Many viewable impression tracking companies are urging media buyers to use their metric as currency for paying the media seller. These companies propose that advertisers who purchase inventory according to a viewable cost-per-thousand (i.e. vCPM) will increase their ROI, while publishers who sell inventory according to this new metric will increase their revenue. By charging only for viewable inventory, the publisher can command higher rates than they do today. Unfortunately, these claims ignore simple math.
Imagine a publisher charges $5 to serve 1,000 impressions of an advertiser’s campaign, but only 750 of those impressions are “viewable.” Under a viewable impression billing plan, the advertiser would be charged 75 percent of the normal cost for 1,000 impressions (e.g., $3.75 vCPM). Since the remaining unviewed impressions aren’t worth anything to a media buyer, the publisher would earn just 75 percent of what they received before. Alternatively, the publisher could try charging $6.67 for the viewable impressions to maintain their current revenue, but this model wouldn’t lower costs for media buyers and would only further complicate the transaction process.
While the viewable impression metric does not benefit sellers, the media buyers aren’t any better off either. How is that possible?
Assuming negligible costs to identify which impressions are viewable, it seems that the media buyer would benefit from paying for inventory according to a vCPM model. However, there is an important aspect of vCPM that viewable tracking companies ignore: risk.

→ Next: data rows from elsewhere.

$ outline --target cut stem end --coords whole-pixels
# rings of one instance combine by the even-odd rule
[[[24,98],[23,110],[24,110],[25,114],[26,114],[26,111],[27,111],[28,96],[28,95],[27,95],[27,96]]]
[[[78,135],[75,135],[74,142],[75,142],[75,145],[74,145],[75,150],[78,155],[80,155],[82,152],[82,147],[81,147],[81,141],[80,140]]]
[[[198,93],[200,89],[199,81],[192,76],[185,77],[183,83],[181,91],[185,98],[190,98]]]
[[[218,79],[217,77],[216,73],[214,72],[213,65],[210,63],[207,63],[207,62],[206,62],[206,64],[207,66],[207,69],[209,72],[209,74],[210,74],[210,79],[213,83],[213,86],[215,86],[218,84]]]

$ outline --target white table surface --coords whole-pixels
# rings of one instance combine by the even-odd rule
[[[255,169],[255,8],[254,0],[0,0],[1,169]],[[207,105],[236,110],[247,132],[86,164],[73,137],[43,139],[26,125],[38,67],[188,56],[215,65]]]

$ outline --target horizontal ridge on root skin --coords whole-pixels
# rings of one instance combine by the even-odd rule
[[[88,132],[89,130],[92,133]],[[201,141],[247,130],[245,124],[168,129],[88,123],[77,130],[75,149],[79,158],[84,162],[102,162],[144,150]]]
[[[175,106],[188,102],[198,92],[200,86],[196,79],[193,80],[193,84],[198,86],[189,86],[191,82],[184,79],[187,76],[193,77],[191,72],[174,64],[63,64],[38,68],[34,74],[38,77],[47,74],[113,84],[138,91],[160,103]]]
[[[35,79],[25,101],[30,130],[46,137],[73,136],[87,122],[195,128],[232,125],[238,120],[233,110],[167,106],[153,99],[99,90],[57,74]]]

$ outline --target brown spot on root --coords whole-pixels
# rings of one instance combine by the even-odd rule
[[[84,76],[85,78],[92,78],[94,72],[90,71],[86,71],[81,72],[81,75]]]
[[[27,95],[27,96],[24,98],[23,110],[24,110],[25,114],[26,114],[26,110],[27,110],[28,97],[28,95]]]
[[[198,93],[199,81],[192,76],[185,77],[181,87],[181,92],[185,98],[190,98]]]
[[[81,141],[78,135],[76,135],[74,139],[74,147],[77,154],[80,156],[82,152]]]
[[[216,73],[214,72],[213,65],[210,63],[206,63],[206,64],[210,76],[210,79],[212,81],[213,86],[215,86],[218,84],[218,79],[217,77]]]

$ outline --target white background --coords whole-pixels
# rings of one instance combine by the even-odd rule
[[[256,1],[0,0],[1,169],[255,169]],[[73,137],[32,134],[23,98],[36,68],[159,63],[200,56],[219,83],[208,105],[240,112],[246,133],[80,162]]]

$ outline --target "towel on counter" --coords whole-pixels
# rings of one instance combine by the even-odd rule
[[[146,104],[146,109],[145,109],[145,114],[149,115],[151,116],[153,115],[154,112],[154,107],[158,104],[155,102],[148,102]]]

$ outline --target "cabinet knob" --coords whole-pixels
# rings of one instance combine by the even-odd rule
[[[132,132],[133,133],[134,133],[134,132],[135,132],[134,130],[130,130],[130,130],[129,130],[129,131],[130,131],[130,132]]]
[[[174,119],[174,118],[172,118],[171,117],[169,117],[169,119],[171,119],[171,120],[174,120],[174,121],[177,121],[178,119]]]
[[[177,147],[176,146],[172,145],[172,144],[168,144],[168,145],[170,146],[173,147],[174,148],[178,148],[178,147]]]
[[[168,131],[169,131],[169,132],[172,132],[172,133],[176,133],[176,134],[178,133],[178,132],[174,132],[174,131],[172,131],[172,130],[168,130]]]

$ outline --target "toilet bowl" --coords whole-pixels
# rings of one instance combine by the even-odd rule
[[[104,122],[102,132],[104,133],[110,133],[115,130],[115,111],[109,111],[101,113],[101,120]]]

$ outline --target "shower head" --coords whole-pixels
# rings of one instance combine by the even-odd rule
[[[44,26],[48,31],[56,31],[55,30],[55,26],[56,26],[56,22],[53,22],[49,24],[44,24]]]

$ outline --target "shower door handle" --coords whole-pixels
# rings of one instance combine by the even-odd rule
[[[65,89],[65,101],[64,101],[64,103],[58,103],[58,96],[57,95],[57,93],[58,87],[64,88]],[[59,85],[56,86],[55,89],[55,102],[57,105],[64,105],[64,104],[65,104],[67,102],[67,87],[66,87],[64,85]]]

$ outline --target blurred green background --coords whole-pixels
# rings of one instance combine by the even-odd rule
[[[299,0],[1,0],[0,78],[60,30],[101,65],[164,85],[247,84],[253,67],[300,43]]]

Today, media buyers absorb the risk that their partners will deliver their campaigns to the right audience, at the right time, and in the right context. Being viewable is part of the context portion of the equation. An ad served at the bottom of the page is less likely to be viewed than one at the top of the page. Because the media seller cannot know whether the user will scroll down the page, the price charged to buyers would need to account for the percent of impressions that the seller serves, but the buyer will not pay for. Thus, our original $3.75 vCPM would need to increase to account for the risk of impressions that consumers do not see.
Since predictions are not perfect, media sellers are likely to pad their estimate to cover the margin where they do not guess correctly. This not only reduces the control a media buyer has over risk, but this price increase would also lower the ROI an advertiser earns from their media spend. Accordingly, using viewable impressions as a currency for pricing simultaneously reduces revenues to publisher and ROI to advertisers. Introducing the viewable-impression metric adds both complexity and cost. Given the increased expense to buyers – and decreased revenues to publishers – it would be imprudent for the industry to switch to this metric as the new currency for digital advertising.